Aplica flores de plástico, fitas, rendas e pedrarias. Também utiliza peças de crochê e outras técnicas têxteis, que encontra em bazares. Por fim, define os acabamentos das bordas, se os tons das fitas serão dourados ou prateados. O acabamento é muito demorado, pois cada ponta de fita deve ser cuidada para não desfiar, as pedrarias e as flores bem coladas ou costuradas. De todos os materiais, Clélia é especialmente apaixonada pelas flores, por isso nunca deixa de usá-las.

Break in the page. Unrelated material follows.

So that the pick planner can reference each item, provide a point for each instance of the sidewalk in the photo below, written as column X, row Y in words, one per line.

Os estandartes na fé e na cultura popular
Os estandartes ou bandeiras eram muito utilizados em festas e procissões de irmandades dedicadas aos diferentes santos, principalmente no século XVIII, período do Brasil colônia. Atualmente, o estandarte continua a ser um objeto muito sagrado nas festas de Folias de Reis, maracatus, congadas, carnavais e festas do Divino . Os grupos de foliões têm a tradição de fazer seus próprios estandartes com elementos que contam suas histórias, mas o trabalho de Clélia é tão precioso que chegou a receber uma encomenda do grupo Folia de Reis São Sebastião de Vespasiano, de Belo Horizonte. A obra é cuidada com muito carinho pelo grupo e só participa das folias em momentos especiais.

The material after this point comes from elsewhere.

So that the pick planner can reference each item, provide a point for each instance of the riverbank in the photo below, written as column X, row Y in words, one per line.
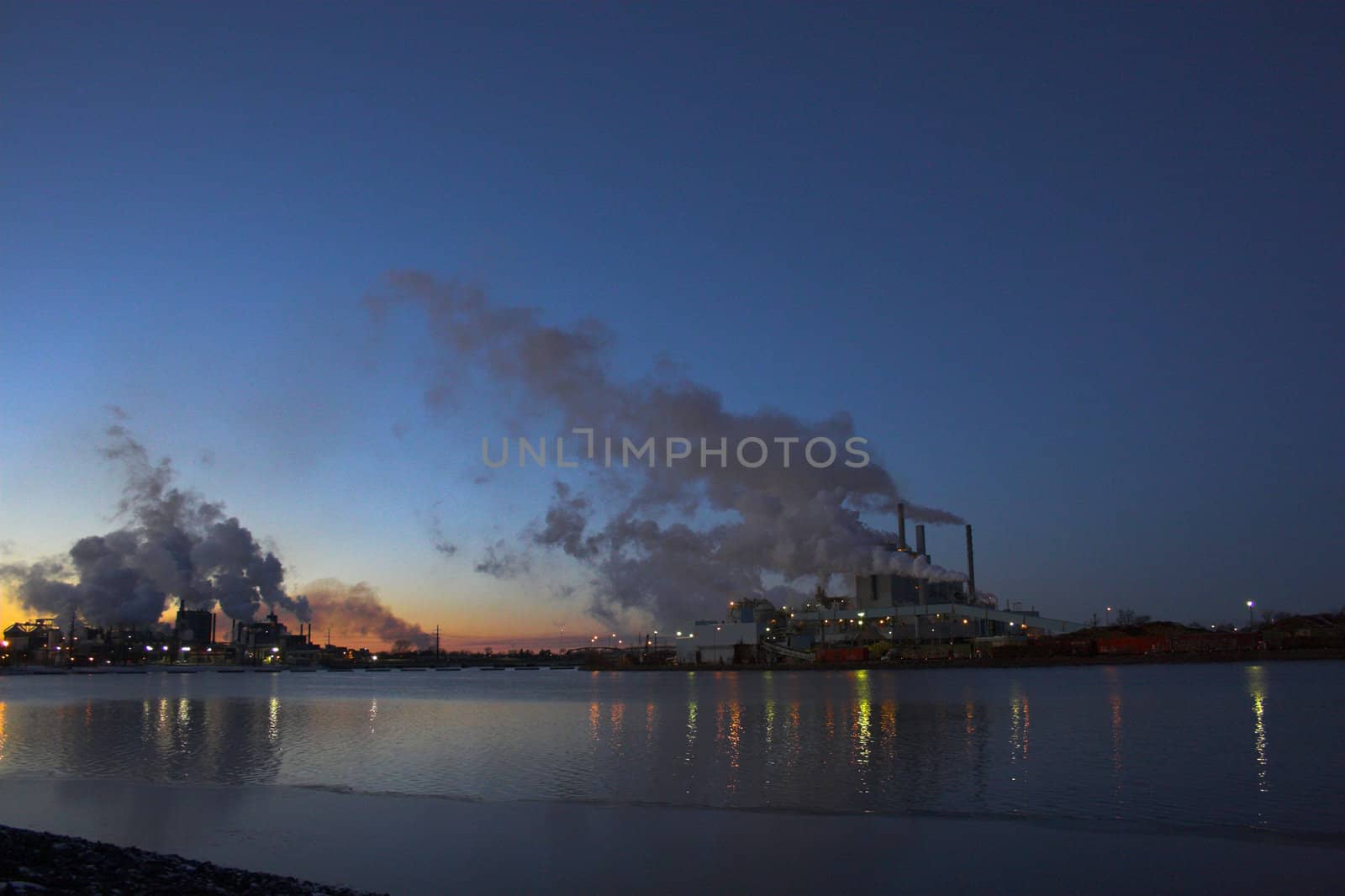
column 37, row 862
column 401, row 844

Clélia também recebe encomendas de pacientes que farão cirurgias ou ficarão acamados. Essas pessoas, em um momento tão frágil e delicado, levam o estandarte para o hospital como uma forma de firmar a própria fé. Ao perceber a importância espiritual dos seus estandartes para os clientes, Clélia tornou-se mais exigente em seu processo de trabalho e dedicou-se a conhecer em detalhes a história de cada santo.